In this study, we focus on the representational component of the GritLM-7B model. For embedding tasks, GritLM-7B uses bidirectional attention followed by mean pooling of the final hidden state to generate the final representation. The model inference was performed on a single GPU (NVIDIA A10G) Amazon Web Services EC2 instance.

2D Visualization of Embedding Space

We began by standardizing the embedding matrix to ensure that each feature had zero mean and unit variance. This standard scaling process is crucial for normalizing the data and mitigating the effects of differing scales among features. Following this, we used Uniform Manifold Approximation and Projection (UMAP) to reduce the dimensionality of the scaled data, transforming it into a 2D representation. UMAP is a powerful nonlinear dimensionality reduction technique that preserves the local and global structure of the data. For our UMAP transformation, we set the number of neighbors to 50 and the minimum distance parameter to 0.05, chosen by visual inspection to optimize the balance between local and global data structure preservation.

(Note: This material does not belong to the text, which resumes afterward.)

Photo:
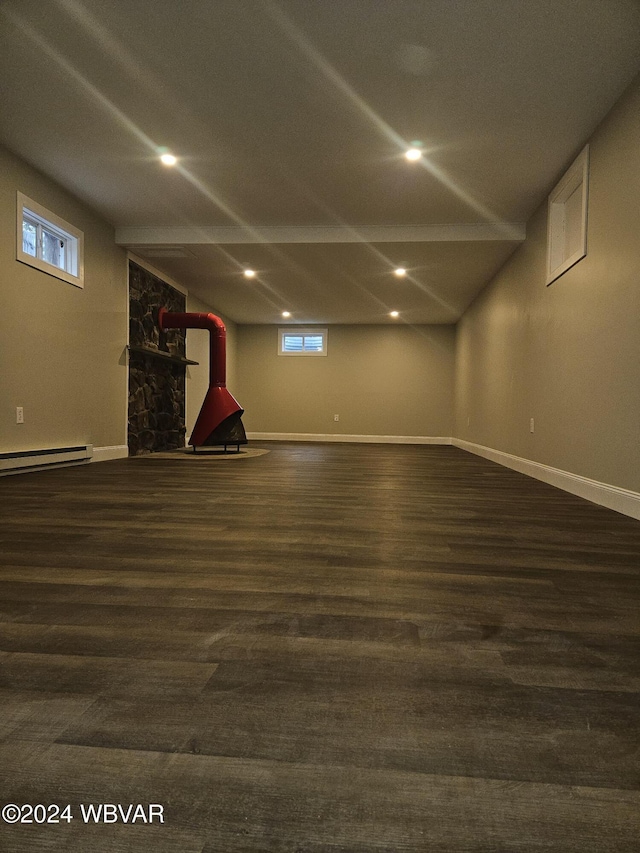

The number of neighbors parameter determines the size of the local neighborhood UMAP considers when learning the manifold structure of the data. A higher number of neighbors allows UMAP to capture more of the global structure of the data, ensuring that the overall shape and relationships between clusters are well-preserved. This is particularly important in our context, where understanding the relationships between different conditions may provide insights into which conditions have features of spontaneous communication that overlap with other conditions. The minimum distance parameter controls how tightly UMAP packs points together in the low-dimensional space. A smaller minimum distance value allows points to be closer together, which can help in preserving the local structure and making clusters more distinct. Decreasing this parameter enhances the separation between different clusters, making it easier to identify and interpret distinct groups within a label that may reflect the heterogeneity of a particular condition. Finally, we visualized the resulting 2D UMAP representation by creating a scatter plot, where each point was colored according to its corresponding label, facilitating the identification of patterns and clusters within the high-dimensional data.

Classification Model

For the classification task, we used the Extreme Gradient Boosting (XGBoost) algorithm, using a multiclass classifier with a softmax objective function to predict the class labels for the posts from the 7 psychiatric disorder subreddits. Given that tree-based methods are not sensitive to the scale of the input features, we did not perform any standardization or normalization of the embeddings before using XGBoost. To address potential biases arising from class imbalance, we applied balanced class weighting, which assigns weights to each class that are inversely proportional to their frequencies. We configured the XGBoost classifier with the multiclass softmax objective function (multi:softmax) and retained the default parameter settings (eg, max_depth=6, learning_rate=0.3, n_estimators=100, booster=gbtree). No hyperparameter tuning was conducted. This approach ensured a straightforward implementation while leveraging the robust performance characteristics of the XGBoost algorithm for our multiclass classification task.

Performance Evaluation

To evaluate the performance of the classification model, we used 10-fold cross-validation. We calculated class-wise precision, recall, and F₁-scores to assess the performance of each psychiatric disorder–associated subreddit class. In addition, we computed macro and weighted average scores across all classes to provide a comprehensive evaluation of the model’s performance.

Ethical Considerations

Our study strictly adheres to ethical guidelines for the use of internet-sourced data in research, ensuring that no harm comes to the individuals whose posts were analyzed.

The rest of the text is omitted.